Program Makan Bergizi Gratis (MBG) untuk pelajar se-Indonesia mulai digulirkan. Di berbagai forum, ini diklaim sebagai langkah mulia: negara hadir memberi makan anak-anak rakyatnya.
Namun, siapa pun yang menyimak kondisi anggaran negara hari ini tentu perlu bertanya lebih dalam: benarkah ini prioritas yang paling penting saat ini?
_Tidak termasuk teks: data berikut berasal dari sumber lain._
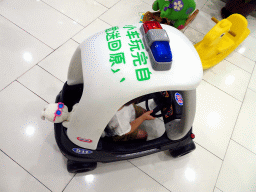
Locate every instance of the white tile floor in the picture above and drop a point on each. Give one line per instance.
(37, 40)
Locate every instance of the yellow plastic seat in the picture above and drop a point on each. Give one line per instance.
(222, 39)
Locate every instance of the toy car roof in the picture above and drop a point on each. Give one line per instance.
(115, 67)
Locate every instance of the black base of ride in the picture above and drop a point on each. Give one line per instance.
(107, 150)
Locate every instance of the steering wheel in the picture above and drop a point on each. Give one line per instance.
(156, 109)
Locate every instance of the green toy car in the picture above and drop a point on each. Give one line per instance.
(177, 11)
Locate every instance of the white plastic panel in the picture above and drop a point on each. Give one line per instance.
(108, 86)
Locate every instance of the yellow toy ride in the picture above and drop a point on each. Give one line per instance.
(222, 39)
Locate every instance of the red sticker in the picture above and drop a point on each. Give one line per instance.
(84, 140)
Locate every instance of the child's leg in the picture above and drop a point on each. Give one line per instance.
(126, 137)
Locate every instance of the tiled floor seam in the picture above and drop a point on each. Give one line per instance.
(27, 32)
(7, 86)
(231, 135)
(69, 182)
(243, 146)
(50, 73)
(223, 90)
(25, 169)
(61, 13)
(32, 92)
(149, 176)
(237, 65)
(208, 151)
(102, 4)
(218, 189)
(75, 41)
(87, 26)
(104, 21)
(252, 90)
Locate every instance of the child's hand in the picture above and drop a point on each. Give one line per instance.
(147, 116)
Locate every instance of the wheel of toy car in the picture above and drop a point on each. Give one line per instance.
(183, 150)
(80, 167)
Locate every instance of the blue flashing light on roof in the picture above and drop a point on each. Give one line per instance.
(161, 51)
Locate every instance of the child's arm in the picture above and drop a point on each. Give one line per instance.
(137, 122)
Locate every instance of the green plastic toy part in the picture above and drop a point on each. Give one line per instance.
(175, 10)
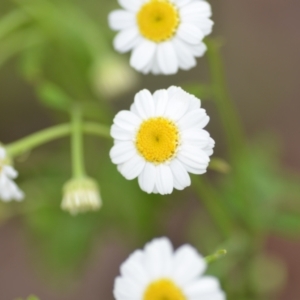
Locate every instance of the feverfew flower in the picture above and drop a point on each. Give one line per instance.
(8, 188)
(164, 35)
(81, 195)
(161, 139)
(157, 272)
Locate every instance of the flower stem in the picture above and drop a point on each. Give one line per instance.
(47, 135)
(77, 142)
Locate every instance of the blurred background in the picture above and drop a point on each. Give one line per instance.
(46, 252)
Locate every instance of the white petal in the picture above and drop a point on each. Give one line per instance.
(10, 172)
(194, 136)
(190, 33)
(132, 168)
(209, 148)
(2, 153)
(132, 5)
(201, 9)
(120, 134)
(178, 104)
(181, 176)
(144, 104)
(121, 19)
(161, 99)
(142, 55)
(122, 152)
(188, 264)
(127, 120)
(166, 58)
(186, 60)
(193, 159)
(196, 118)
(164, 179)
(198, 50)
(126, 39)
(158, 258)
(147, 178)
(181, 3)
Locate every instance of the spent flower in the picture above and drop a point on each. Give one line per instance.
(164, 35)
(158, 272)
(81, 195)
(161, 139)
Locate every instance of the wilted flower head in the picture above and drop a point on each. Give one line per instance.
(112, 76)
(161, 139)
(8, 188)
(164, 35)
(158, 272)
(81, 195)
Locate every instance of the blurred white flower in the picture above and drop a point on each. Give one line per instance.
(157, 272)
(8, 188)
(81, 195)
(164, 35)
(111, 76)
(161, 139)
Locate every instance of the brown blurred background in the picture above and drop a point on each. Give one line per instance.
(262, 58)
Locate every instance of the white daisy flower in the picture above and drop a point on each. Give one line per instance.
(157, 272)
(161, 139)
(164, 35)
(8, 188)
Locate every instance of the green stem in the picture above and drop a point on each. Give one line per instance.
(212, 202)
(77, 142)
(47, 135)
(228, 113)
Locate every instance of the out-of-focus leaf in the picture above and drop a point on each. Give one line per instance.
(287, 224)
(31, 62)
(53, 96)
(17, 42)
(257, 186)
(11, 22)
(201, 91)
(30, 298)
(268, 274)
Ataukah ini hanya sekadar memenuhi janji kampanye, meski harus mengorbankan ruang fiskal dan menambah beban APBN?
Saeutik Mahi, Loba Nyesa
Dalam khazanah Sunda, ada petuah bijak:
“Saeutik mahi, loba nyesa.”
Artinya, “Sedikit pun cukup, apalagi banyak—harusnya ada sisa.”
Sayangnya, APBN kita cenderung sebaliknya: belanja besar, manfaat kecil. Penganggaran kita disusun dengan pola yang tak sehat: belanja ditetapkan dulu, baru cari pendapatan—meski harus lewat utang. Akibatnya, setiap tahun utang dan bunganya membengkak, menyita hampir separuh pendapatan negara.
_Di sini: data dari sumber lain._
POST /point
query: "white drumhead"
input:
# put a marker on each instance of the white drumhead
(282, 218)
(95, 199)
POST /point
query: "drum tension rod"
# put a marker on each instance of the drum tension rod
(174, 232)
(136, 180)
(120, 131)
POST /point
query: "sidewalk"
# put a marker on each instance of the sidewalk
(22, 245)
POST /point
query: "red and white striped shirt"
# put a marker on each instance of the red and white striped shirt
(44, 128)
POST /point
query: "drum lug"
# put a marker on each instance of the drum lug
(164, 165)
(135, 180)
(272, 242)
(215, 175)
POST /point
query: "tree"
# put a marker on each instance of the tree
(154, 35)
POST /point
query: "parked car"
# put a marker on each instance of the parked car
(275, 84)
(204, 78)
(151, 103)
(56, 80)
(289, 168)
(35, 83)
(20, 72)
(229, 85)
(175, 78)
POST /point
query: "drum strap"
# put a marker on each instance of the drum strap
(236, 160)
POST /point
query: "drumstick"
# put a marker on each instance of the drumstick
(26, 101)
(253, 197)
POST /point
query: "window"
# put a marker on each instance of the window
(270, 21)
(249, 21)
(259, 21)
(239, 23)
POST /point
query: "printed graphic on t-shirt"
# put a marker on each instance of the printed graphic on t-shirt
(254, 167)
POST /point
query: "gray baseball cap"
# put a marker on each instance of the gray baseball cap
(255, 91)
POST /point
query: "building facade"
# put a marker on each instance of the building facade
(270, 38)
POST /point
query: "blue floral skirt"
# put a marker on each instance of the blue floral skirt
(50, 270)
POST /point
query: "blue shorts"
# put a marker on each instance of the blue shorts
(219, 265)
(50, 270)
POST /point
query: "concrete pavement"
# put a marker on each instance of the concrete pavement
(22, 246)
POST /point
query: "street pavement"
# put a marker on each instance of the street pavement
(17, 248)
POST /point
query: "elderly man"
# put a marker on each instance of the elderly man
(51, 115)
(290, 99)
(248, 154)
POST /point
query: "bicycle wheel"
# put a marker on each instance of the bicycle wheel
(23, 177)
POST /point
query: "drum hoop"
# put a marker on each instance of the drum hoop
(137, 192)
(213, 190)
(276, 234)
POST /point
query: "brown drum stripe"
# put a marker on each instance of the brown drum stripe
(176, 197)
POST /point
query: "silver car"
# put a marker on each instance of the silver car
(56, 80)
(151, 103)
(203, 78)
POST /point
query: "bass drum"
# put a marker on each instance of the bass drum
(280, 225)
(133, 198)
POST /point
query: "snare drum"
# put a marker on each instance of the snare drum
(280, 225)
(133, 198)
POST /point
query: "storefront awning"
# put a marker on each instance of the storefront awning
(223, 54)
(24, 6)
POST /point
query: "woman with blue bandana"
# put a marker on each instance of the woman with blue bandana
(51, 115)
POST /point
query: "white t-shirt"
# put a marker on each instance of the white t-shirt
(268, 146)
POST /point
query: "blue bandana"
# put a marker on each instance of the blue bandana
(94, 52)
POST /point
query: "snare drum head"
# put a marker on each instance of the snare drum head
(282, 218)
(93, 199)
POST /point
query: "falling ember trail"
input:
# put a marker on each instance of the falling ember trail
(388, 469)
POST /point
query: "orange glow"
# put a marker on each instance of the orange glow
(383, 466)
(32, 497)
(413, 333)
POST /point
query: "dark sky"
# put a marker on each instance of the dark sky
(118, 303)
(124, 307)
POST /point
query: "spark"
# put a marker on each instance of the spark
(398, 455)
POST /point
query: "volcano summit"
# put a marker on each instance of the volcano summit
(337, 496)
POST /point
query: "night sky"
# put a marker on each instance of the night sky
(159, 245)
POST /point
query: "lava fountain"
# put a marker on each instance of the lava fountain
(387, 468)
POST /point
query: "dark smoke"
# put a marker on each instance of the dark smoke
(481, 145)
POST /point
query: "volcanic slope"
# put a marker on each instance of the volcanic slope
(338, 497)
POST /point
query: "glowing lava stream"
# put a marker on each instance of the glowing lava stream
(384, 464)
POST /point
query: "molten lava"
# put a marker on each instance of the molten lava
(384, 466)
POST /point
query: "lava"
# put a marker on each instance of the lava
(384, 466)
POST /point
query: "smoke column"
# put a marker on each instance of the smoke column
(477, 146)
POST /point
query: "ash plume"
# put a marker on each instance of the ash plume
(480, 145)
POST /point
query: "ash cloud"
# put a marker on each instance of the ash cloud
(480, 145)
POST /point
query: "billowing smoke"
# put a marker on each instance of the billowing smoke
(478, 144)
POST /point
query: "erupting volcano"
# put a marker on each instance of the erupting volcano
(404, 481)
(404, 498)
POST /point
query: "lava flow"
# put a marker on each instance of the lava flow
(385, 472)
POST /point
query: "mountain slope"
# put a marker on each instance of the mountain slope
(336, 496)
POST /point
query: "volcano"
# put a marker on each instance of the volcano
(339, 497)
Belum lagi, kita menyaksikan program-program raksasa seperti pemindahan ibu kota negara (IKN), pengembangan proyek kereta cepat hingga Surabaya, dan fasilitas pejabat yang nyaris tak tersentuh efisiensi. Sementara itu, jalan desa rusak, sekolah bocor, jembatan ambruk, dan akses air bersih masih jadi mimpi di pelosok negeri.